Reading Online Novel

[Dark Nest] - 1(12)



“Threepio!” Leia spun around to glare at him. “We don’t need help. Go to the main cabin and shut down.”

C-3PO’s chin dropped. “As you wish, Princess Leia.” He stood and half turned toward the exit. “I was only trying to help. Captain Solo’s last medical evaluation showed a reaction time decrease of eight milliseconds, and I myself have noticed-“

Leia unbuckled her crash webbing.

“-that he seems to be growing-“

She rose and hit the droid’s circuit breaker.

“-rather hesiii t a a a.”

The sentence trailed off into a bass rumble as C-3PO lost power.

“I think it’s time to get his compliance routines debugged.” She pushed the droid into the seat in front of the navigation station and strapped him in. “He seems to be developing a persistence glitch.”

“No need.” The Falcon shot to the right, then shuddered as a dustberg burst against its shields. “Nobody listens to droids anyway.”

“Right-what does Threepio know?” Leia kissed Han on the neck, then returned to her own seat.

“Yeah.” Han smiled the same hungry grin that had been making Leia’s stomach flutter since Palpatine was Emperor.

Han swung the Falcon in behind the lights and began a steep approach toward the surface. The array began to flash more brightly, illuminating the rough, silvery surface of a metallic asteroid. On the ground behind the first beacon, Leia saw the swirling lines of a closed iris hatch, made from some tough membrane that bulged slightly outward under the pressure of the asteroid’s internal atmosphere. The light itself was held aloft on the end of a conical, meter-long stand that seemed to be crawling across the surface of the asteroid on six stick-like legs. At the forward end of the apparatus, the lenses of a large ovoid helmet reflected the glow of the next beacon in line.

“Bugs!” Han groaned and shook his head. “Why did it have to be bugs?”

“Sorry,” Leia said. Han normally avoided insect nests - something to do with a water religion he had once started on the desert world of Kamar. Apparently, a mob of angry Kamarian insects had tracked him down months after his hasty departure, taking him captive and demanding that he turn Kamar into the water paradise he had shown them. That was all Leia knew about the incident. He refused to talk about how he had escaped. “It’ll be okay. Luke seems to feel comfortable with them.”

“Yeah, well, I always knew the guy was a little strange.”

“Han, we have to go in,” Leia said. “This is where Jaina and the others came.”

“I know,” Han said. “That’s what really gives me the creeps.”

They reached the end of the array and passed over the insect holding aloft the amber light; then Leia glimpsed a second iris hatch and they left the asteroid behind. Far ahead, spiraling down the walls of the ever-narrowing passage, three more beacon lines flared to life. Han stayed close to the walls, showing off for Leia by following the contour of the conglomeration’s unpredictable topography.

After a time, the arrays began to grow hazy and indistinct as the dust, being slowly drawn inward by the conglomeration’s weak gravity, thickened into a gray cloud. Han continued to hug the wall, though now it was to make it easier for the terrain scanner to penetrate the powdery fog.
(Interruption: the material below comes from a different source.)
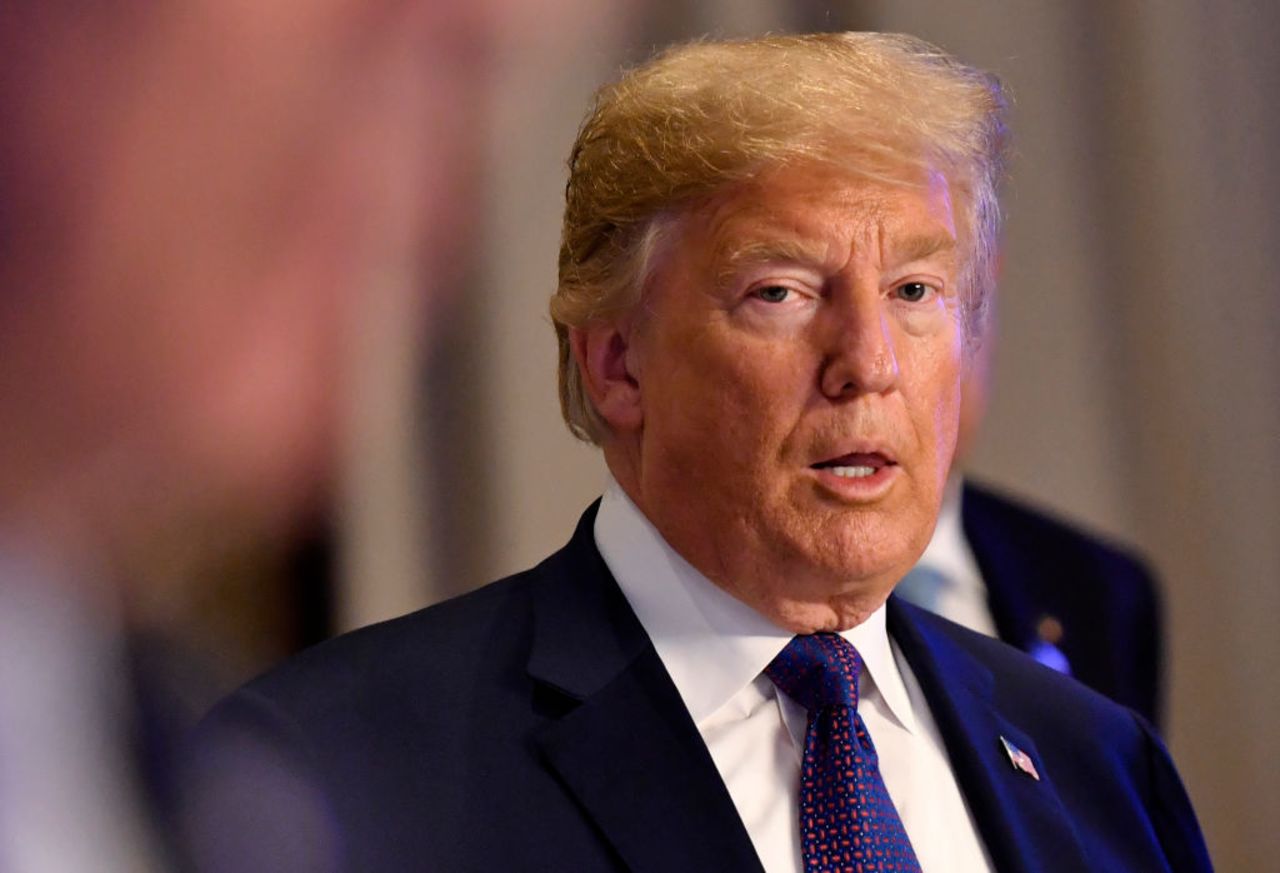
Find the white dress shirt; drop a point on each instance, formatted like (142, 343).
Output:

A nebulous disk of golden light appeared at the bottom of the shaft. As its glow brightened, Leia began to see meter-long figures in insect-shaped pressure suits working along the passage walls, dragging huge bundles across asteroid surfaces, repairing the stony tubes that held the jumbled structure together, or simply standing in a shallow basin and staring out at her from behind a transparent membrane.

“You know, Han,” she said, “this place is starting to give me the creeps.”
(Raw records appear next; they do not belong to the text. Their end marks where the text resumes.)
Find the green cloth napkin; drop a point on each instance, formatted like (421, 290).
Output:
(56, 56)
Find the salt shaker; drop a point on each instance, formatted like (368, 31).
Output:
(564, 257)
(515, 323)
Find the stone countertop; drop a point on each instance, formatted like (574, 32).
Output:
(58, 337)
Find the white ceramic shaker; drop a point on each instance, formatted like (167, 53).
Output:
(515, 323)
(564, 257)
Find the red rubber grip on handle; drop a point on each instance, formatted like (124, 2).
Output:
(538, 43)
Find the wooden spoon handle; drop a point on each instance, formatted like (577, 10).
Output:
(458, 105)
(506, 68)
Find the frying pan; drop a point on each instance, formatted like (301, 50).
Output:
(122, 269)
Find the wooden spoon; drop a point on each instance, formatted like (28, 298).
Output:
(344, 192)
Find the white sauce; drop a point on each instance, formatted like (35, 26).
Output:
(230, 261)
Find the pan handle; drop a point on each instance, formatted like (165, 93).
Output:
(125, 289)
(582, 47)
“Wait till you hear a pincer rap,” Han said. “Those things will really ice your spine.”

“Pincer rap?” Leia glanced over at the pilot’s seat, wondering if there was something Han wasn’t telling her. “Han, do you recognize-“

Han cut her off. “No-I’m just saying…” He raised his shoulders and shuddered at some memory he had kept buried their entire married life, then finished, “It’s not something you want to experience. That’s all.”

The dust cloud finally began to thin, revealing the disk of light below to be a bulging hatch membrane more than a hundred meters across. Several dozen insects were scuttling away from the middle of the hatch, oozing a thick layer of greenish gel from a valve at the rear of their pressure suits. Han eased back on the throttles, then-when the portal showed no sign of opening - brought them to a stop twenty meters above the center.